Last Wednesday we left Bogotá with heavy hearts, because we were leaving a most wonderful family that has practically adopted us. Grant and Kathleen hosted us, off and on, for two weeks over the last month. They taught us an immeasurable amount about Colombia, their family, and their beliefs. We ate an exotic array of excellent vegetarian food. Over dinner, we received an enlightened education on any topic that piqued our interest. Together, we played in the parks, shopped for food, and hiked through the nearby hills. It was perfect.
At the same time, Kristin and I were afforded the luxury of having a home for over a week. While Kristin programmed, I did our taxes, edited photos, wrote emails, blogged and did research for our future travels. We both read a lot and ran a few times, but mostly we just worked. It was a much needed break after six months of traveling.
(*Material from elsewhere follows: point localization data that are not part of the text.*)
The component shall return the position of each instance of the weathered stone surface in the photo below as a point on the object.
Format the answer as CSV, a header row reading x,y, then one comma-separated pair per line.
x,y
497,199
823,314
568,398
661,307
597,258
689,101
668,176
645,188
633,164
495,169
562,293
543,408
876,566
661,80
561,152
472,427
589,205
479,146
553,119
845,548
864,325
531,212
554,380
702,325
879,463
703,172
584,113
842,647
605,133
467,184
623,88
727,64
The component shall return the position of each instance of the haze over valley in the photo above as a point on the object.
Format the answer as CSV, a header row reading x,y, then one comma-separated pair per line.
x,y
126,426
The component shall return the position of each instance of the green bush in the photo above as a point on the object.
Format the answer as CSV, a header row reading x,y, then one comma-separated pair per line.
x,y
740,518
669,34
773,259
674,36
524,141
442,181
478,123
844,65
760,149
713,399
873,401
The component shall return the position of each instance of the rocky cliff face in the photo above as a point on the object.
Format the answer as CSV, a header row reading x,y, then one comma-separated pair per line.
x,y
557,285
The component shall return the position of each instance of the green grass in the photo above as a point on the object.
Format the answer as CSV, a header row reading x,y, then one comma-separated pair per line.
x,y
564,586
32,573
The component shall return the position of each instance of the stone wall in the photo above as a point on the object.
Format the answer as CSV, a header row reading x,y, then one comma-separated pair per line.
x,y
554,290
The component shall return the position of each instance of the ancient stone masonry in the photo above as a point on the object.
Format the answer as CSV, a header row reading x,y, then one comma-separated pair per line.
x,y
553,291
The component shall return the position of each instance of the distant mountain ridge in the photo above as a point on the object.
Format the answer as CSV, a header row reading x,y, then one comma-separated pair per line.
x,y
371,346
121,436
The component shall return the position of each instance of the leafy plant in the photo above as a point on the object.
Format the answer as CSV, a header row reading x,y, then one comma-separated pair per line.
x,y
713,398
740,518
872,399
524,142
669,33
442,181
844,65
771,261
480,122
As we told them, our trip wouldn't be possible without the help of wonderful people like them.
We thoroughly enjoyed the time with their family and deeply admire the work that they do as missionaries. They have literally dedicated the last 12 years to helping Colombians improve their own lives. At the Peniel Farm, Grant works with 24 boys who had a precarious future. In addition to giving them a safe and loving home where they can eat well, sleep comfortably, and have help with their homework, Grant also trains them in technical skills in the farm's workshop.
When Janie was here, the three of us spent a day touring the farm, meeting the boys and the on-site adults, playing soccer, and fixing a few bikes. We can attest to the excellent work that Grant and his team are accomplishing in giving these boys help for a more hopeful future.
If you would like to learn more about the work that Grant is doing on the farm, please see his brand new blog: Peniel Workshop
Taking a break at the Farm after an exhausting game of soccer.
Saying "Goodbye" for the first time, as we left for the Caribbean Coast
Many of the boys spend Easter Week with their family, but William and Einer didn't have anywhere to go. Naturally, Grant and Kathleen brought these two home for the week. We went up to the mountains for a day of hiking and gawking at the rock climbers.
Enjoying some veggie and non-veggie empanadas at a local restaurant run by the first Colombian to summit Everest without supplemental oxygen.
Sometimes balancing on the rail is easier when someone is holding your hand.
The view from the stairwell of our "perch" - the loft that we called home for two weeks.